The HR Policy Association (HRPA) recently sent a letter to Labor Secretary Hilda Solis, asking her to make some business-friendly changes to the 72-year-old law.
Some of the high points of the HRPA proposal:

  • A provision assigning at least some legal responsibility to nonexempt employees to report their work time accurately. Today, employees sometimes claim months or years after-the-fact that their records reflect less time than they actually worked.
    The absence of any FLSA “give” on this means that such claims are routinely credited by the courts and by  Labor Department investigators, even in cases where an employer has in place a policy designed to produce accurate time records, and even when there is room to question whether an employee is being truthful.
    Perhaps this could be addressed by, for example, creating a legal presumption that an employee’s time records are accurate, if (i) the employee records his or her own hours worked each workday and each workweek; (ii) the employee reviews those records each workweek and certifies that they are correct; and (iii) the employer maintains, enforces, and in practice actually observes a written policy both stating how hours worked are to be recorded and requiring that all hours worked be accurately and correctly recorded each workday and each workweek.
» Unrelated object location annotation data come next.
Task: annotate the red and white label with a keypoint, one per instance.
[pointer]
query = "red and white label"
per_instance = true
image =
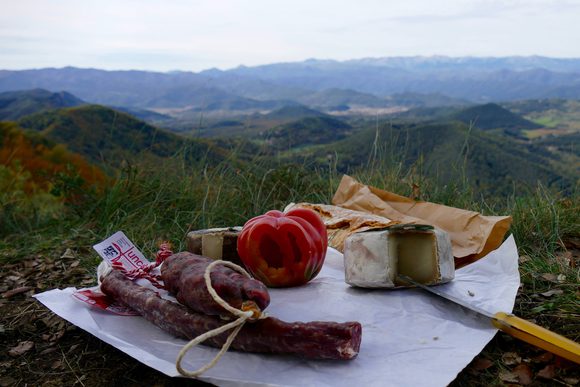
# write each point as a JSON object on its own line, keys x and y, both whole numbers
{"x": 119, "y": 249}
  • An amendment stating that employees may be classified as exempt from the FLSA’s minimum-wage, overtime, and timekeeping requirements based upon the amount of their compensation alone. Even though the FLSA directs the DOL to establish the parameters for certain exemptions, historically the agency has taken the position that it is not authorized to adopt any exemption that is based solely upon an employee’s compensation level.
  • A modification saying that many, most, or even all bonuses and incentive pay may be excluded from the “regular rate of pay” used to compute FLSA overtime compensation. At present, overtime must be calculated on most such payments, including even non-cash prizes or awards of various kinds. The added costs and complications this entails lead many employers to reduce the amounts they are prepared to offer or to forgo offering bonuses or incentives altogether.
  • A section authorizing private-sector employers and employees to have an agreement or understanding permitting the use of compensatory time off in lieu of overtime pay. At the moment, this is not permitted under the FLSA for nonexempt employees in the private sector – most must receive overtime premium pay for all hours worked over 40 hours in a single workweek, even if they would rather have paid time off instead.
    There have been some proposals in this area in recent years, but they have tended to be unduly complicated and/or too narrowly focused, and in some ways they threatened adverse consequences that outweighed the advantages. One possibility would be to appropriately modify the current version of the FLSA.